0

I've come across an error today and would like other people's opinions on a solution beyond what I have. The error is in a dataset. The data in the last column/field of the first and second row/record should be the same, and the second to last column/field of row/record 1 is always "1". The problem is when this is not so and and the steps needed to correct it.

The incorrect data is as such, in a file called "sample.txt":

5@Comedia   @5@3@2@3@1/2  @3@1.6  @1@2 1/2@11@14 1/4
3@Melanistic@3@4@2@4@1 1/2@4@2 3/4@3@5    @2 @4 3/4
2@Pure      @4@5@5@5@3 1/2@5@4 3/4@5@8    @3 @6 1/2
4@Profit    @2@2@1@2@1.6  @1@1.6  @2@2 1/2@4 @6 1/2
1@Whammy    @1@1@1@1@1.6  @2@1.6  @4@5 1/2@5 @8 1/4

The correct data should look like this:

 5@Comedia   @5@3@2@3@1/2  @3@1.6  @1@2 1/2 @1@4 3/4
 3@Melanistic@3@4@2@4@1 1/2@4@2 3/4@3@5     @2@4 3/4
 2@Pure      @4@5@5@5@3 1/2@5@4 3/4@5@8     @3@6 1/2
 4@Profit    @2@2@1@2@1.6  @1@1.6  @2@2 1/2 @4@6 1/2
 1@Whammy    @1@1@1@1@1.6  @2@1.6  @4@5 1/2 @5@8 1/4

My current solution is a multi-step process I have a feeling can be streamlined. Any suggestions are highly appreciated.

1)Create a bash variable:

 length=$(cat sample.txt |awk -F@ 'NR==2{print $NF}') 

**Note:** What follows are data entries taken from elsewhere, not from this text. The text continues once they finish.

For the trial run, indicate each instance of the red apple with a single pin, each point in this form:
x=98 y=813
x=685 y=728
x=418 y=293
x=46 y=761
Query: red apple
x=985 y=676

2)Create a file with the correct information in row 1:

awk -F@ -v l="$length" 'NR==1{$(NF-1)=1;$NF=l;print $0}' OFS=@ sample.txt >sample1.txt

3)Append the remaining info to the created correct row file

awk -F@ 'NR>1{print $0}' sample.txt >>sample1.txt   

Is there an awk, sed, or Perl one liner (or combinations of pipes) that can accomplish the three steps above in one?

Thomas Paine
  • 291
  • 1
  • 14
  • As the delim is `@` does that mean that the spaces are required? – 123 Feb 01 '16 at 08:12
  • Also your commands would not give your expected output – 123 Feb 01 '16 at 08:15
  • Yes, the spaces are required. This is because of math equations that are executed on the database elsewhere by other code. Without the spaces it will be a pain to convert the fractions to decimals before the use of multiplication. – Thomas Paine Feb 01 '16 at 20:28

3 Answers3

1

If I have understood you correctly then this program will do as you wish

It reads the first two lines from the file, and replaces the last two fields of the first line with 1, and the last field from the second line. Then it prints those two lines and copies the rest of the file

The path to the input file is expected as a parameter on the command line

use strict;
use warnings 'all';

my $line1 = <>;
my $line2 = <>;
my ($val) = $line2 =~ /.+\@(.+)/;

$line1 =~ s/\@[^\@]*\@[^\@]*$/\@1 \@$val\n/;

print $line1;
print $line2;

print while <>;

output

5@Comedia   @5@3@2@3@1/2  @3@1.6  @1@2 1/2@1 @4 3/4
3@Melanistic@3@4@2@4@1 1/2@4@2 3/4@3@5    @2 @4 3/4
2@Pure      @4@5@5@5@3 1/2@5@4 3/4@5@8    @3 @6 1/2
4@Profit    @2@2@1@2@1.6  @1@1.6  @2@2 1/2@4 @6 1/2
1@Whammy    @1@1@1@1@1.6  @2@1.6  @4@5 1/2@5 @8 1/4
Borodin
  • 126,100
  • 9
  • 70
  • 144
  • What does having $val in brackets do ? Also you might want to mention that you are using perl... – 123 Feb 01 '16 at 08:54
  • The parentheses are necessary for scoping the `my` declaration. – tripleee Feb 01 '16 at 09:57
  • @tripleee I don't understand what you mean, how does it affect the scope ? – 123 Feb 01 '16 at 10:16
  • 1
    @123 http://stackoverflow.com/questions/10031455/using-my-with-parentheses-and-only-one-variable – tripleee Feb 01 '16 at 11:46
  • 1
    @tripleee thanks that clears it up, i think we have different definitions of scope though! – 123 Feb 01 '16 at 11:55
  • 2
    @123: You're right, it has nothing to do with scope. It serves to put the expression on the right-hand side in *list context* so that the capture is copied into `$val` instead of just a true/false to say whether it matched – Borodin Feb 01 '16 at 15:09
0

If I have understood you correctly then this awk one liner will do as you wish!!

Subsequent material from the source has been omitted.